Beyond this, the EOS R3 becomes the first dual-grip Canon camera to include a fully-articulated ‘vari-angle’ display. The images Canon has released make clear it’s a 3.2″ display but no details have yet been given about the resolution of the panel being used.

Canon confirmed that R3 will use CFexpress and SD cards. Given the company’s use of CFexpress Type B cards, it’s a reasonable assumption that it’ll stick to using this larger (and faster) format.

Image stabilization

As you might expect, the EOS R3 will feature the in-body image stabilization first seen the the EOS R6 and R5. Like the systems employed by Panasonic and Olympus, the in-body IS can work in conjunction with the in-lens stabilization mechanism of any of Canon’s stabilized RF lenses.
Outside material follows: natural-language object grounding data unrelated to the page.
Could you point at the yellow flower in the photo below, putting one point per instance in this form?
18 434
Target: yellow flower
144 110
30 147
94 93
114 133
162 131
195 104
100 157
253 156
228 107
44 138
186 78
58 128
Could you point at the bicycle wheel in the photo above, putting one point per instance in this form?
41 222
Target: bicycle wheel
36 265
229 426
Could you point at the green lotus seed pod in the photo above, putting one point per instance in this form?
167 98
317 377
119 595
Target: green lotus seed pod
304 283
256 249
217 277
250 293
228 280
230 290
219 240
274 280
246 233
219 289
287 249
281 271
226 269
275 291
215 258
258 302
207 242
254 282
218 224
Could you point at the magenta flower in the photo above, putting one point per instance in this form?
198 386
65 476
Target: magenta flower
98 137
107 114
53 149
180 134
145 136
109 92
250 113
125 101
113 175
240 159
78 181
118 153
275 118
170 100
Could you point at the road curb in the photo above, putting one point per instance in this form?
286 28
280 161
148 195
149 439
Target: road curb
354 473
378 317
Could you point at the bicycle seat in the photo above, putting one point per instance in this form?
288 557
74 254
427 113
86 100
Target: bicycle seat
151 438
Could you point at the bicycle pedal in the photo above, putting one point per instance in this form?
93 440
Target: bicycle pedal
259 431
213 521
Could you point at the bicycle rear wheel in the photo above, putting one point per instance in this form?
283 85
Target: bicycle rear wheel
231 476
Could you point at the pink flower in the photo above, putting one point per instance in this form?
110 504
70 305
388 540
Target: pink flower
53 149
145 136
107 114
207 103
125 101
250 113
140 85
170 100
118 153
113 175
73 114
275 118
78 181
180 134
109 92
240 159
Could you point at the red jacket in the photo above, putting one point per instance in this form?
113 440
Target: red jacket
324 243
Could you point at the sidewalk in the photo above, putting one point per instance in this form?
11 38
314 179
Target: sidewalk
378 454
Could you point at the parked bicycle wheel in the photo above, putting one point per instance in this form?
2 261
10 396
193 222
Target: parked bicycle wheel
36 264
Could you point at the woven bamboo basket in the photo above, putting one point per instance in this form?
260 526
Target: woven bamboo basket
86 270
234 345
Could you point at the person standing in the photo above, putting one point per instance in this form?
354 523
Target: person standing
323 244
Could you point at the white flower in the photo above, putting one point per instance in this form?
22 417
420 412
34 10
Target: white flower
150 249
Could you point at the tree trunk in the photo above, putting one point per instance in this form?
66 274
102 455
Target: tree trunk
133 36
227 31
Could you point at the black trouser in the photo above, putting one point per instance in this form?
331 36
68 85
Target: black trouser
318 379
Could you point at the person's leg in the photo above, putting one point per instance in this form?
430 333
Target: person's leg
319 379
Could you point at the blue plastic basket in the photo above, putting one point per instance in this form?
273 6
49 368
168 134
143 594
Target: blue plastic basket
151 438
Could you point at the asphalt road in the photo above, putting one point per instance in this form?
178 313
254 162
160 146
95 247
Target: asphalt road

Unlike some systems that share out the stabilization, with the lens correcting movement in some axes and the in-body system correcting others, in Canon ILCs, both systems work together and share movement information back and forth.

This allows Canon to claim up to 8.0EV of correction, when assessed using the standard CIPA testing methodology. We rarely experience as much benefit as CIPA numbers imply, but we’ve certainly found that higher numbers indicate better performance, which suggests the R3 will offer much more effective stabilization than was possible in the company’s DSLRs.

Communication

Canon had said the R3 will be compatible with Mobile File Transmitter, an app for Android and iOS that will be launched alongside the camera. This promises wired connection (for iOS at least) or wireless communication.

In addition, Canon says the EOS R3 will also have a built-in LAN connection, for communication of images when shooting from the sidelines of major sporting events. It’s another pro-focused feature that suggests Canon doesn’t intend to leave much of a gap between the R3 and the 1D series of cameras, despite explicitly saying it sits below them.

New accessory shoe

Canon hasn’t said what its new ‘accessory shoe’ will be used for, but an add-on audio input module would be useful for videography.

Canon says the camera will come with a new ‘accessory shoe’ that ‘supports new accessories.’

The company has previously made cameras, such as the EOS M6 Mark II, that have had a series of connectors along the front of the flash hot shoe. In the case of the M6 II, this was designed to support an electronic viewfinder, but that would seem unnecessary on a camera that will already have one built in.

The other common use of hot shoe connectors is the ability to add accessory microphones: both Panasonic and Sony offer accessory audio modules that allow high-end mics with XLR connectors to be attached and controlled.

The R3’s video specs sound as if they might deserve a high-quality audio accessory but we’ll have to see what sorts of ‘new accessories’ Canon’s engineers have in mind.

Reading between the lines

At this point, we know a decent amount about the EOS R3. We don’t know the fine detail such as screen resolution, buffer depth or video frame rates, but we can get a pretty good idea for what the camera is going to be capable of.

We can also make some assumptions about the camera’s pixel count. The promise of oversampled 4K suggests a sensor with fewer than the 45MP needed to deliver 8K (or, at least, deliver the DCI 8K Canon seems to prefer). Add this to the promise of better low light AF than the EOS R5 – one of the few things that directly benefits from larger pixels – and it’s fair to assume it’ll be a lower pixel count camera. 24-32MP would be our guess.

Sadly Canon still hasn’t narrowed down exactly when the R3 will finally be announced. We’re sure it’ll be in use at the Olympics in Japan this summer, but the question is whether it’ll be there for the purposes of final beta testing or in its officially released form. Either way, we hope the next update will provide full details of specs, price and availability.